Portanto, na contemplação da paixão e morte de Cristo – o Deus que se humanou para expiar o pecado de nossos primeiros pais – que os políticos lafaietenses busquem a conversão de seus modos e o bem-estar de nosso povo. Que deixem de viver voltados apenas para o seu meio e percebam, ao seu redor, os mais de 100 mil habitantes à mercê de seu governo. Até outubro, ainda há tempo de darem provas de uma mudança radical de vida e de suas despretensiosas capacidades, senão a do engrandecimento de Conselheiro Lafaiete.

Boa Páscoa!

No pretório

Tramita no Supremo Tribunal Federal, em Brasília, um dos processos mais polêmicos da história jurídica do país, envolvendo questões morais e éticas.
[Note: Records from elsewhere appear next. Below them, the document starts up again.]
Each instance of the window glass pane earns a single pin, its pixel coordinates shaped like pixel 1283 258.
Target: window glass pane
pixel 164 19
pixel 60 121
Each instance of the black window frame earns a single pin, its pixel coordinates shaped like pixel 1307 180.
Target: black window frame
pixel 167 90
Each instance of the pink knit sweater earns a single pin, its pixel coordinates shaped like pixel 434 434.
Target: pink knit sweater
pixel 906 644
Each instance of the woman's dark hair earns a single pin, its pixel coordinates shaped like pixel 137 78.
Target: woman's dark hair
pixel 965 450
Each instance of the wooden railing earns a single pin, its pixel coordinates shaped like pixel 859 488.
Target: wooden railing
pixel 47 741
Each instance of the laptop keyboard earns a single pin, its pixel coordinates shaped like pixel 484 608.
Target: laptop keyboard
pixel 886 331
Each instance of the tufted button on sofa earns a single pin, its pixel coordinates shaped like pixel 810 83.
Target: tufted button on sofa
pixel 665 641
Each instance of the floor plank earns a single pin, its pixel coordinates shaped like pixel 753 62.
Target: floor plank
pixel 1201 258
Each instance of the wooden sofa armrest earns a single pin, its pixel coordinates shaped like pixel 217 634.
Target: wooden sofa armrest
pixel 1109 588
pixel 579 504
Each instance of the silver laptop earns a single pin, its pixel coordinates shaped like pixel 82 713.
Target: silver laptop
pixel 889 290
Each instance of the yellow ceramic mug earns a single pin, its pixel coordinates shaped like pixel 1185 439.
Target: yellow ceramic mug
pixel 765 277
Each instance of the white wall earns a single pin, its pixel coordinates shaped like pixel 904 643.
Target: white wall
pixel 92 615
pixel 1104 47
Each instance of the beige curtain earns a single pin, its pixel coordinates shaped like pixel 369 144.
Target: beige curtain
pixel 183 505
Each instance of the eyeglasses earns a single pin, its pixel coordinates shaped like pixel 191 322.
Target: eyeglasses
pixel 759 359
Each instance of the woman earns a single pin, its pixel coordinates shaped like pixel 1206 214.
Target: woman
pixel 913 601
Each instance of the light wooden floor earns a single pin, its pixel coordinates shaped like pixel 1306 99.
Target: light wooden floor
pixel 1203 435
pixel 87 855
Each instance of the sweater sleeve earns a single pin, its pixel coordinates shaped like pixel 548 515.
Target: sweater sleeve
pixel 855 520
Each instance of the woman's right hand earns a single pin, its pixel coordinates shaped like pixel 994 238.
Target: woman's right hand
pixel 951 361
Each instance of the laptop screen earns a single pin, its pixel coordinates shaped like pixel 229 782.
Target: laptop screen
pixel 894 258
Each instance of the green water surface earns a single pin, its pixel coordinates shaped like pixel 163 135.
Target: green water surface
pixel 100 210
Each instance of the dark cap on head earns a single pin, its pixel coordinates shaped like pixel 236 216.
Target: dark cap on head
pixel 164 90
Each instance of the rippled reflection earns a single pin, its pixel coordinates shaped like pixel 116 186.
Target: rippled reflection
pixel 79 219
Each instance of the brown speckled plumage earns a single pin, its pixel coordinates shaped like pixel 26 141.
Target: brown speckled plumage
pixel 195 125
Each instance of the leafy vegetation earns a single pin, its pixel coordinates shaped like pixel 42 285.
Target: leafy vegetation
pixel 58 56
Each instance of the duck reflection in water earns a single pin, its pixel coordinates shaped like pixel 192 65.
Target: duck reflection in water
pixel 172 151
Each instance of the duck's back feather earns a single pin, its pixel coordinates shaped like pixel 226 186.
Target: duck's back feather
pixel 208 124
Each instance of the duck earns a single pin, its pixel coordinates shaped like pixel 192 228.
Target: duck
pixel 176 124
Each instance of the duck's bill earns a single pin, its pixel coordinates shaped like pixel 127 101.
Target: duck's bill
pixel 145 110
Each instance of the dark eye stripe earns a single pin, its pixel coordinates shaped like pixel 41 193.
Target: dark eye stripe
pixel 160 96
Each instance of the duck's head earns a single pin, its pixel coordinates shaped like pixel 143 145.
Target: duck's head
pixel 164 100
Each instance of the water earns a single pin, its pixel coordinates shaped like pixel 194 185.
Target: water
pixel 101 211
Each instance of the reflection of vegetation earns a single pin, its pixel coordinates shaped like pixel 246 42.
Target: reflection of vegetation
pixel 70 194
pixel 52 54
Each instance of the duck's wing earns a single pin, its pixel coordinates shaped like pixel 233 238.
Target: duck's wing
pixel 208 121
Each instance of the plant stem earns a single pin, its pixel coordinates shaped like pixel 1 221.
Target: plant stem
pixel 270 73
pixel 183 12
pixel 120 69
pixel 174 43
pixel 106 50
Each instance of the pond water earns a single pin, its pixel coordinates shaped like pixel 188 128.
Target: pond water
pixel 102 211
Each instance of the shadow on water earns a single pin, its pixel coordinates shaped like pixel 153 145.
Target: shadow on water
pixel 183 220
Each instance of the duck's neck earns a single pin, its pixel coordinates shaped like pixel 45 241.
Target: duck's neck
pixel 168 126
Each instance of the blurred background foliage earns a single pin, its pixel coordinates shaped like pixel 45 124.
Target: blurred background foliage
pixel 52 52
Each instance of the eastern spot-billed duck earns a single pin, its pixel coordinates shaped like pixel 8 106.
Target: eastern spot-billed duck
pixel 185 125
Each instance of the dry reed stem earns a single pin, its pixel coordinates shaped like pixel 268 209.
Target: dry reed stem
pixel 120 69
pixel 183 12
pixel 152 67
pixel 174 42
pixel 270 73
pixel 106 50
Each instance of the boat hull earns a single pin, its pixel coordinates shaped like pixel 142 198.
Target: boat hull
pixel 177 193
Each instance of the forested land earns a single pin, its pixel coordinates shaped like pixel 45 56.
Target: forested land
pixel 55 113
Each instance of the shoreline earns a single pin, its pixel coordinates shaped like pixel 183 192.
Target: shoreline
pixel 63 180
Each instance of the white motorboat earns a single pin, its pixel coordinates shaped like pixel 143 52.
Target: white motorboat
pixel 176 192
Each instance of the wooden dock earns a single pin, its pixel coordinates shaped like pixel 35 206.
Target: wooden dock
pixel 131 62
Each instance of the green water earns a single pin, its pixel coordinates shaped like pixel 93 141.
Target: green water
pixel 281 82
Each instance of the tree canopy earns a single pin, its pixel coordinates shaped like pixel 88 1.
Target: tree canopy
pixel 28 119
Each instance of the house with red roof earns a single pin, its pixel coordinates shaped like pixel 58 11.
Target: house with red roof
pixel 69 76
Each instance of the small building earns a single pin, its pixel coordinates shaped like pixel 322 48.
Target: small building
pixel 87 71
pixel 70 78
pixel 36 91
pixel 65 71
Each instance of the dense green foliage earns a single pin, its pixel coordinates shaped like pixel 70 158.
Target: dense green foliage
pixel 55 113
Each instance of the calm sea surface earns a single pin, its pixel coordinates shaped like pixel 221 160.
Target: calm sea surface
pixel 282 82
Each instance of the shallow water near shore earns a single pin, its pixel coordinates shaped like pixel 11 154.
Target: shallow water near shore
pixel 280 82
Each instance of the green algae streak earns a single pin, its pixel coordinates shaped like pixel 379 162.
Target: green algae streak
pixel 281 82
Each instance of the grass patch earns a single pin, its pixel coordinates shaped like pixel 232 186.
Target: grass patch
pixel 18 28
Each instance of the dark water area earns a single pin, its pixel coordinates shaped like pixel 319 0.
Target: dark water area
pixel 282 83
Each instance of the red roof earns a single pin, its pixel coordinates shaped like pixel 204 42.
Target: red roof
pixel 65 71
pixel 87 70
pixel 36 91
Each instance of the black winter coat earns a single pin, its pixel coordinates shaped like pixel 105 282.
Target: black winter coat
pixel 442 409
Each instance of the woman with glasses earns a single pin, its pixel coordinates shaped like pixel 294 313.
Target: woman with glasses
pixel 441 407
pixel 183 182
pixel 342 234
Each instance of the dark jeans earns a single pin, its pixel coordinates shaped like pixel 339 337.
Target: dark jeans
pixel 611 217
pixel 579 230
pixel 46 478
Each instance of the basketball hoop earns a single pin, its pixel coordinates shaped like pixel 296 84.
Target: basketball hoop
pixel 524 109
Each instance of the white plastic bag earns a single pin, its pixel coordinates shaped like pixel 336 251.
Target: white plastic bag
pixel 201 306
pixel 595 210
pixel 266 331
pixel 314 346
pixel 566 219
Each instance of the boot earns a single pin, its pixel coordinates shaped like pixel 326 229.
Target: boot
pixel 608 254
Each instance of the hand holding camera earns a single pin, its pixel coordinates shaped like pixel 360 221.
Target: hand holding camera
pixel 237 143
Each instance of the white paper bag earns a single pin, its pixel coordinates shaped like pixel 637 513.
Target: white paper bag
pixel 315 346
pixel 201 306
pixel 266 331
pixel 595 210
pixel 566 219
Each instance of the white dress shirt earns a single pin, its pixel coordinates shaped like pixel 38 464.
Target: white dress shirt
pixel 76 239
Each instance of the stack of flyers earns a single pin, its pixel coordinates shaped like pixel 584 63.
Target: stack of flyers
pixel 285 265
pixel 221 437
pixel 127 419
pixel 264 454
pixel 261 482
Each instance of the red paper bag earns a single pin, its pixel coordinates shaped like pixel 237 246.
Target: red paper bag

E nestes dias em que se comemoram a paixão, morte e ressurreição de Cristo, torna-se oportuno refletir sobre a responsabilidade dos ministros da Suprema Corte. Exercerão, eles, o papel de lídimos magistrados, a quem cabe assegurar a justiça na condução na Nação, desvinculados de qualquer compromisso pessoal, seja ideológico ou afetivo, mas comprometidos unicamente com a verdade? Ou serão Pilatos hodiernos, eximindo-se de sua responsabilidade, crédulos na frigidez científica, apenas, denotando até falta de conhecimento profundo para julgar uma questão tão complexa? Mais uma vez na história, assistimos à condenação de inocentes indefesos.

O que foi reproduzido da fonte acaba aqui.